The two categories of fake news
1. Untrue stories which are intentionally published to influence your thoughts and decisions, visit particular websites (which could be fraudulent, or feature content you would not normally wish to see), make you believe something false or buy certain products or services.
2. Stories which are only partially true, such as reporting a factual event but misreporting some of the circumstances or facts around it, such as motives and quotes. This type of fake news is designed to spread the ideologies and views of the individual or organisation originating it, influencing its readers.
Alternatively, some fake news originates purely through urban myths or Chinese whispers. And because many people tend not to check the source of online content before they share it, it can go viral very quickly.
Some people also deliberately claim that factually accurate news is actually fake news, because they either do not agree with it, or dislike it.
How to differentiate between real and fake news
- Ask yourself if this would actually happen. Approach what you read or hear rationally, questioning why it would have been written, whether it is attempting to change your viewpoint, sell you something, redirect you to another website or simply shock you.
- Is anybody else reporting the same story? Check to see if reputable newsfeeds and websites such as the BBC, ITN or Sky News have also covered the news you have seen.
- Research the source. Find out more about the publisher, for example whether it is a reputed, normally reliable source or the personal blog of an individual. See if you can find unbiased reviews of the source.
- Check facts. Authentic news is often backed up by official data, surveys and previous, similar instances of the occurrence being reported. Often, it is quite clear that the news is anecdotal, or simply fabricated.
- Check images. Photos or illustrations accompanying fake news are often retouched to reinforce the story, and often this is not done very well. Also, perform a Google reverse image search to see if the image has been stolen from another source.
- Use your instincts.
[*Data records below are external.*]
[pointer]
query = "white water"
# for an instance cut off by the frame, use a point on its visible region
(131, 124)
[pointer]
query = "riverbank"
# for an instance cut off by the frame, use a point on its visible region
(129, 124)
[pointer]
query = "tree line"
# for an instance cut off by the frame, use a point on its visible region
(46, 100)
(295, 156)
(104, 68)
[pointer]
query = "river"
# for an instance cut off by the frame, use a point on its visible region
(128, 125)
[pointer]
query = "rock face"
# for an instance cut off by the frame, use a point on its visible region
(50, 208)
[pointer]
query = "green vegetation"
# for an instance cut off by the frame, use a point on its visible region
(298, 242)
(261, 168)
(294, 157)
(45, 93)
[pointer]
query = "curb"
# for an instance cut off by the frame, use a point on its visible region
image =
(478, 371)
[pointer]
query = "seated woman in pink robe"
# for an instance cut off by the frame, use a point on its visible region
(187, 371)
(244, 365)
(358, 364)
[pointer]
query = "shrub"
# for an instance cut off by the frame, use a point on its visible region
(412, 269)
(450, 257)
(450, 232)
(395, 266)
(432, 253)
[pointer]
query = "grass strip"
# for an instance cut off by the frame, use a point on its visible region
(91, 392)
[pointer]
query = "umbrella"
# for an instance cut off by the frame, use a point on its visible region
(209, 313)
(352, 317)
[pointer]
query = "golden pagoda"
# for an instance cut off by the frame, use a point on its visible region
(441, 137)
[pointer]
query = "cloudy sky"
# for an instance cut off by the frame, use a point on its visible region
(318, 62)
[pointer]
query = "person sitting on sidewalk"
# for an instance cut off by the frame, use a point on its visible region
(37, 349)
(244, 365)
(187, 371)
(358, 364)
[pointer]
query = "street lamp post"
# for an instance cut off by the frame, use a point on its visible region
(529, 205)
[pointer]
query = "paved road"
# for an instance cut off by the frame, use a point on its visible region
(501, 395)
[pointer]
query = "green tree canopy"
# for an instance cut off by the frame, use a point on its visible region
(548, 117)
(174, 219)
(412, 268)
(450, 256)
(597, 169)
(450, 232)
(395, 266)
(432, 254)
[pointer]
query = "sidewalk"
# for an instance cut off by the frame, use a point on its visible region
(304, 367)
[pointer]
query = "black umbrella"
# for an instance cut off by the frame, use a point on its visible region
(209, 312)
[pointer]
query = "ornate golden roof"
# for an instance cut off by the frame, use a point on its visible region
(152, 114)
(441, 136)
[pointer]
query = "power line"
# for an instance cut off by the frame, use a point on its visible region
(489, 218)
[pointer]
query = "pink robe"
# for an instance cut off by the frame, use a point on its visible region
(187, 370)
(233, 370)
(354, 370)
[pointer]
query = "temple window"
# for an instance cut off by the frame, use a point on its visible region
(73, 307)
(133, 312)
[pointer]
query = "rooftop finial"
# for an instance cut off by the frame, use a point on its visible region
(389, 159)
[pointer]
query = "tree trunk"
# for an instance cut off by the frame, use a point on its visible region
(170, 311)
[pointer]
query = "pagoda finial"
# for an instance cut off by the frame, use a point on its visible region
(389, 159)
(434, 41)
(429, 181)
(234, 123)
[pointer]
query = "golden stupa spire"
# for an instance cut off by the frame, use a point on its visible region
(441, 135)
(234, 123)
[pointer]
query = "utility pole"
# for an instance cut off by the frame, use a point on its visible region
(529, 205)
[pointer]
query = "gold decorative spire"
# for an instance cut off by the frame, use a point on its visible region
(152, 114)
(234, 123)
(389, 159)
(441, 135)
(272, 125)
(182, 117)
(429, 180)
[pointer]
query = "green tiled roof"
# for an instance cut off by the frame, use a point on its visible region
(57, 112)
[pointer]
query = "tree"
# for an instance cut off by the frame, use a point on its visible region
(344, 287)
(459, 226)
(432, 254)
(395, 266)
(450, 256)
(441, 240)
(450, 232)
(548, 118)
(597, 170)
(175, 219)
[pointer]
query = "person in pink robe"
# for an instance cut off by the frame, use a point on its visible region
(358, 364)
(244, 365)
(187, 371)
Remember that if something sounds too strange, unreal or weird to be true, it often is.
The Internet and social media have transformed the news landscape. Ordinary people can now easily create, post and share content in the online space which can go viral in mere minutes. This has been liberating and empowering, but it has also brought many serious problems and threats such as Fake News which is news made up of disinformation and misinformation.
Disinformation refers to false information deliberately created to cause harm, deceive people and even support political agendas and candidates, while misinformation speaks to information that is false but not created with the intention of causing harm or mischief. Worryingly, fake news can also contain fragments of real information making it increasingly difficult for people to distinguish between fake news, internet gossip and reliable sources of information. This has led to people being scammed, manipulated, deceived, inconvenienced and even having their safety and security compromised.